正直なところアンドラスが七大罪で最弱なのは事実だ。だけど、それは七大罪の中でも弱いというだけであって、強敵なのは間違いがなく、一騎打ちで勝てるかもわからない。
だけど、今のあいつには一撃必殺の魔剣まで持ち出している。あれを俺以外がくらったらやばいのだ。
そして、可能ならば魔剣は使わせたくないのが理想。ゆえにさらに煽るために人狼の持っていた剣を拾って構える。
「随分と立派な剣を持っているようじゃないか。最弱君。俺はハンデとしてお前の部下の持っていた剣で戦うよ。これで対等だろ」
「くだらんことを!! まぐれでファフニールを倒したからって図に乗るなよ!!」
アンドラスは死んだ部下の剣を持っているうでを踏みつけるとぐしゃりという嫌な音と共に血しぶきが待って剣を拾う。

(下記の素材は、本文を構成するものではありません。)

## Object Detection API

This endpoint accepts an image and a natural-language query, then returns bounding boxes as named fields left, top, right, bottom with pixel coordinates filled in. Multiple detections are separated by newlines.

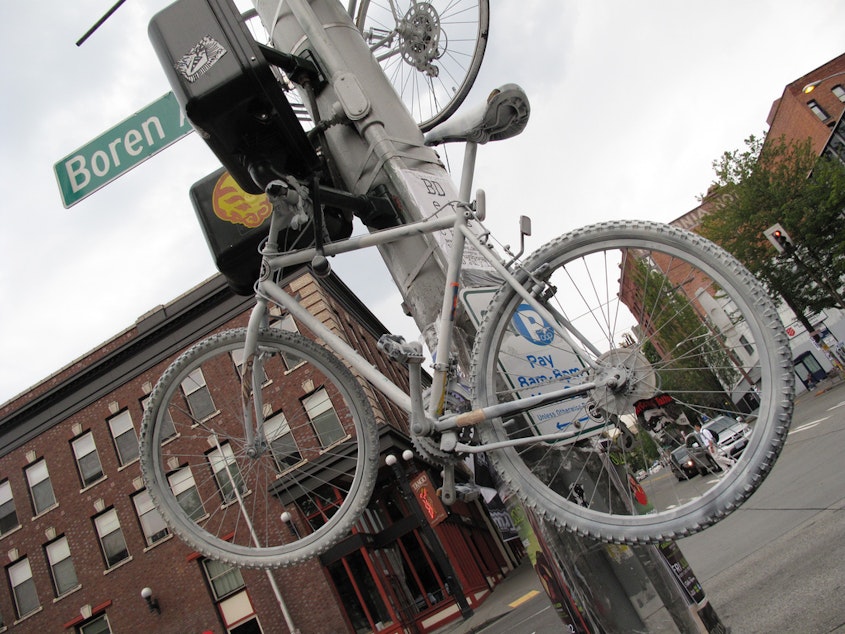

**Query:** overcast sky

left=0, top=0, right=845, bottom=403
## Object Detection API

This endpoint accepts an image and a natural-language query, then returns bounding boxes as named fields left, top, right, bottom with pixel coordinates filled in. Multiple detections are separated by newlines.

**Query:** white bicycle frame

left=237, top=192, right=612, bottom=453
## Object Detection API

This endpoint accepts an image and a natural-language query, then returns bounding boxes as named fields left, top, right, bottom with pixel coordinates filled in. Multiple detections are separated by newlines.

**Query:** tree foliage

left=699, top=136, right=845, bottom=315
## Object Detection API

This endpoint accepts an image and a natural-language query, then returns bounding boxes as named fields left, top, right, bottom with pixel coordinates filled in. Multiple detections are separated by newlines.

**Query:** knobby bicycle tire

left=472, top=221, right=794, bottom=543
left=355, top=0, right=490, bottom=132
left=140, top=328, right=378, bottom=567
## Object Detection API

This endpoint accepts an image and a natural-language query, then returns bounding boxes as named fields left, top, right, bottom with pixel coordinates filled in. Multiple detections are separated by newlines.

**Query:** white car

left=703, top=415, right=751, bottom=458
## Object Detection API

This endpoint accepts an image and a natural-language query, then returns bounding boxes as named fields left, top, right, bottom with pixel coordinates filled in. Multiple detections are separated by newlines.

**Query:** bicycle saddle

left=425, top=84, right=531, bottom=145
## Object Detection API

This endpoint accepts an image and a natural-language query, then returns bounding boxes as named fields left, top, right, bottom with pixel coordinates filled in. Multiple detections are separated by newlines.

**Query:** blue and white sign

left=461, top=288, right=604, bottom=442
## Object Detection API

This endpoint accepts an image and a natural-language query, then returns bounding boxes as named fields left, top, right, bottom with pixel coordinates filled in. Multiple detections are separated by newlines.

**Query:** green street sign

left=53, top=92, right=193, bottom=209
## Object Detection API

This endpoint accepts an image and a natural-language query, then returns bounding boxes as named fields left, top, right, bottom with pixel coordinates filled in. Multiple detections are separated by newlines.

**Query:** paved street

left=443, top=382, right=845, bottom=634
left=680, top=383, right=845, bottom=634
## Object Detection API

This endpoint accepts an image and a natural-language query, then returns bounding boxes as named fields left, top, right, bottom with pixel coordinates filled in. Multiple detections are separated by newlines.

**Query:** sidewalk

left=434, top=557, right=551, bottom=634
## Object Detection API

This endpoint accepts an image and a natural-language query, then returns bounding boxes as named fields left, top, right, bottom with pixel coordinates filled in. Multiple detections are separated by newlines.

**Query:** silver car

left=703, top=415, right=751, bottom=458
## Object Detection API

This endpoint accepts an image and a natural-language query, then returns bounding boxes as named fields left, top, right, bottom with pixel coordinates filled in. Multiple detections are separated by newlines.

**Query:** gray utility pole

left=254, top=0, right=718, bottom=632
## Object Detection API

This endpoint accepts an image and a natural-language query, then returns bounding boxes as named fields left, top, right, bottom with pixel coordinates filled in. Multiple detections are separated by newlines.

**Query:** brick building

left=0, top=273, right=516, bottom=634
left=622, top=54, right=845, bottom=398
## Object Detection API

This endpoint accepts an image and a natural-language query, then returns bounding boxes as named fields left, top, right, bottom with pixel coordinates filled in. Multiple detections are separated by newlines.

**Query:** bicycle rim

left=355, top=0, right=490, bottom=132
left=141, top=329, right=378, bottom=567
left=473, top=221, right=794, bottom=543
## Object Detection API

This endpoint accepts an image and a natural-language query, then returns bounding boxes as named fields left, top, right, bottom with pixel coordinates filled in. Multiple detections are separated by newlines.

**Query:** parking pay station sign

left=461, top=287, right=604, bottom=442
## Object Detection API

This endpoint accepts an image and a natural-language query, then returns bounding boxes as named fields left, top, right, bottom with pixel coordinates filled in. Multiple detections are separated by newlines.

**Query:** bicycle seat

left=425, top=84, right=531, bottom=145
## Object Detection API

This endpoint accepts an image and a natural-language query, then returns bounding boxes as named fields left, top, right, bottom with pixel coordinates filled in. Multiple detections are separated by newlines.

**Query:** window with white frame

left=26, top=460, right=56, bottom=515
left=264, top=411, right=302, bottom=471
left=94, top=509, right=129, bottom=568
left=141, top=396, right=176, bottom=440
left=44, top=537, right=79, bottom=597
left=208, top=443, right=246, bottom=502
left=0, top=480, right=21, bottom=536
left=273, top=313, right=302, bottom=370
left=302, top=388, right=346, bottom=447
left=182, top=368, right=217, bottom=421
left=167, top=467, right=205, bottom=520
left=76, top=614, right=111, bottom=634
left=8, top=557, right=41, bottom=619
left=202, top=559, right=244, bottom=601
left=132, top=489, right=170, bottom=546
left=109, top=410, right=138, bottom=466
left=71, top=431, right=104, bottom=488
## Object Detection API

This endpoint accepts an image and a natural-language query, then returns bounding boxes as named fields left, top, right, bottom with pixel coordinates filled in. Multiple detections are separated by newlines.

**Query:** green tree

left=699, top=136, right=845, bottom=320
left=628, top=260, right=737, bottom=411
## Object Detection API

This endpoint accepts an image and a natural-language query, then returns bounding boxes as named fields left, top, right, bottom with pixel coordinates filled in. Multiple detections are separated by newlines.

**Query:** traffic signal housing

left=763, top=223, right=795, bottom=254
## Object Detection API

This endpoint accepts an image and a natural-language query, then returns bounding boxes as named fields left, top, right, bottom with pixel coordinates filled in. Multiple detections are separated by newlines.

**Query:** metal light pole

left=253, top=0, right=724, bottom=632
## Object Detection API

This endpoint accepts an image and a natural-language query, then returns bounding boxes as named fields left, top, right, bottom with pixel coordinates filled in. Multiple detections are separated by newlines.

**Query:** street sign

left=53, top=92, right=192, bottom=209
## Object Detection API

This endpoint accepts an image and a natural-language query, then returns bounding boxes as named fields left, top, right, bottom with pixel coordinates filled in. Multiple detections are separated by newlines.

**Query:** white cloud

left=0, top=0, right=845, bottom=401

「身の程知らずが!! 貴様ごときこの剣で十分だ。四肢を切り刻んで目の前でそこのエルフ共が傷つくさまをみせてやろう!!」
すさまじい速さで、アンドラスがきりかかってくるのをかろうじで止めると手がしびれる。
人間を超えた身体能力から繰り出される一撃は早く鋭い……だけど、俺は負けるわけにはいかないのだ。勇者じゃないけれど、仲間を守ることくらいは絶対やって見せる。